With the launch of the Robotic Transformer (RT-2), a cutting-edge AI learning model, Google is making a big advancement in improving the intelligence of its robots. By improving on the preceding vision-language-action (VLA) model, RT-2 gives robots a better understanding of visual and linguistic patterns. This helps them to accurately read instructions and determine the best objects to meet particular needs.
In recent tests, researchers used a robotic arm to test RT-2 in a mock kitchen office environment. The robot was given instructions to recognise a handmade hammer, which turned out to be a rock, and to select a beverage to give a fatigued person, where it selected Red Bull. The researchers also gave the robot instructions to carry a Coke can to a photo of Taylor Swift, which revealed the robot’s unexpected preference for the well-known singer.

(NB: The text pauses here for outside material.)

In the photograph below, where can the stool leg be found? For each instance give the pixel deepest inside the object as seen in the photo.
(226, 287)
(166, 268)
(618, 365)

RT-2 was trained by Google utilizing a combination of web and robotics data, taking advantage of developments in large language models like Bard, Google’s language model. This combination of linguistic data with robotic expertise, particularly an understanding of how robotic joints should move, turned out to be a successful strategy. Additionally, RT-2 shows competence in comprehending instructions delivered in languages other than English, representing a significant advancement in the cross-lingual capabilities of AI-driven robots.
Read More: Vimeo Introduces AI-Powered Script Generator And Text-Based Video Editor
Teaching robots required laborious and time-consuming individual programming for each distinct activity prior to the development of VLA models like the RT-2. Robots can now draw from a massive database of data, thanks to the strength of these advanced models, allowing them to quickly draw conclusions and make judgements.
Not everything about the new robot is ideal, however. The robot struggled to correctly identify soda flavors in a live presentation that The New York Times covered, and it frequently mistakenly labeled fruit as the color white. These flaws emphasize the continued difficulties in enhancing AI technology for practical applications.